February ran by me too quickly. And I might still be waiting for this sunny stretch of the February fake out to end in a blizzard of snowy freezing rain. But that’s just a lifetime of experience and the cynic in me. I just want a justifiable reason for feeling behind on seeding and preparing the earth for the coming season. But really, I’m not behind, I am right on schedule. I need to stop comparing myself to others who have awesome hoop houses and other fun toys.
It’s been a heavy month, and I am lucky there is one extra day this year in the month of February. I spoke at 4 events, brought on two amazing Interns, worked out some of the last bureaucratic agreements and made SO MANY new friends! And currently I have lost my voice.
This month has been two fold. It’s Black History Month were we turn our focus to and highlight the Black History and Greatness that is also American History and personal to myself.
Personally, I met some amazing Indigenous farmers! Pictured above is Spring from Sakari Farm in Bend, Or. It’s all been rather serendipitous. I had no idea and I have never been at a non Native event where there were so many native people present! I suppose that’s the power of seed, we had all attend the Organic Seed Alliance.
Pictured above is Kris Hubbard and Noah of Native Seeds/SEARCH
I had the privilege of meeting at the event and helping Kris Hubbard of Wild Wood Farms Heirloom Seed Company, Hanna and Bill during the seed swap. It truly brought tears to my eyes. I am forever grateful to have been able to meet these fine folks working so hard to save and protect seed. And to further more, rematriate seed back to indigenous tribes. This year I am teaming up with a past CSA member, Mulysa of Resilience Design, to grow out tomatoes, we’ll be saving these tomatoes seeds! I also purchased some seed from Kris to grow out and return back to the tribes. I even found a bean from Kootenai Tribe that was sourced from the Bitterroot Valley in Montana, it’s so close to where the Sinixt people are from!! There is also a Nimi’ipuu (Nez Pierce) bean too!
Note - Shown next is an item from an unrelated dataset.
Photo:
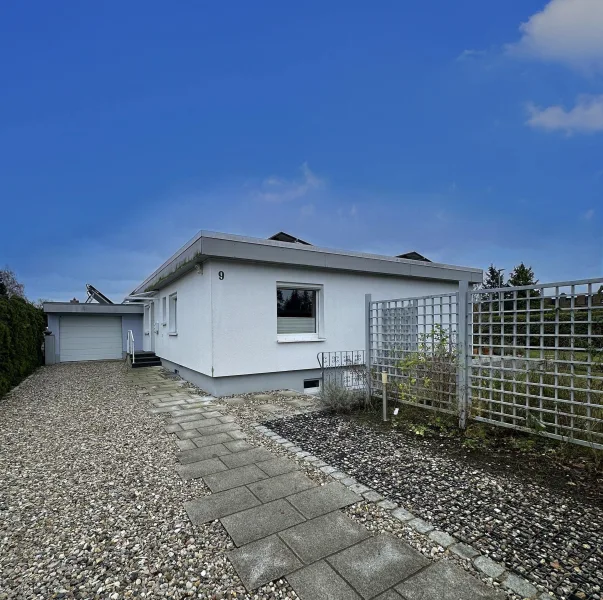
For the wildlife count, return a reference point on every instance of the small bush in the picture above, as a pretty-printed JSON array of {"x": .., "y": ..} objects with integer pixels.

I hope you are all excited to grow out and eat some great food and help in seed saving activities!! We need taste testers.
This is the evolution of an Indigenous CSA Farm in the Pacific Northwest. You are all apart of it. We cannot undo history. We cannot erase it. We will learn to embrace it and the lessons we learn, the resilience it gifts to us, the strength we need to continue on in a world where life is as much of the equation as death. When you buy a CSA share with Good Rain, you are participating in a Solidarity Economy. When we save seed we protect our communities food sovereignty. And we send that seed back to the original tenders of that variety, with deep roots and history, we repair some of the damage, give our sincerest apologies and participate in physical and spiritual reparations. We can’t un-steal the land, but we can better share it, same goes for the seeds and food. I want you to know, your money, your support, your dinner plates full of my food, it pays for my time and ability to attend events like the OSA Conference, to meet Kris, to grow out seeds and to share them back. I know we don’t all have the time, or physical ability, but together we make it all come alive, make it all feasible for each of us to pursue our passions and repair damage created a long time ago but still felt and reverberating today.
So, personally, it’s been a heavy month and with my deepest gratitude to my CSA Members, it wouldn’t be possible without you. I also hope you are silly stoked to help in the various seed saving activities me and the new interns are planning for later this summer!! No reason reparations can’t be a joyous, yummy community event!!
For the twofer, it’s BLACK HISTORY MONTH FOR 15 MORE HOURS! But we all know it’s something we should always try to keep present in our minds year round.
I just wanted to share with you Booker T. Whatley. He’s got an amazing story and helped bring the idea of Community Supported Agriculture to the American populace and give it the shape it holds to this day. He had referred it to the model as Clientele Membership Club’s. Where would we be without his brilliance? He had tons of clever ideas and executed many of them and for that I am grateful. Without his bringing, publishing and talking up his ideas I wonder if CSA would be where and what it is today. The World know I wouldn’t have a farm without this particular capital raising business model.
Though I know and believe the Whatley shaped and established this economic business model in America I wonder if he ever got to talking with Teruo Ichiraku who was helping build the Teikei model of farm support and transparency in Japan at around the same time frame 1960’s-1980’s. During the Korean War Booker T. Whatley was stationed at a Hydroponics Farm in Japan during the 1950’s. Hmmmm… maybe they met there? Whatley also traveled the world talking about his various interests in farming and it’s possible through that publicity some folks got to talking about or with him. Ideas are funny that way, either way, we have Whatley’s thinking, speaking and doing to thank for our modern day CSA programs! Cheers to Booker T. Whatley, thank you for thinking about agriculture!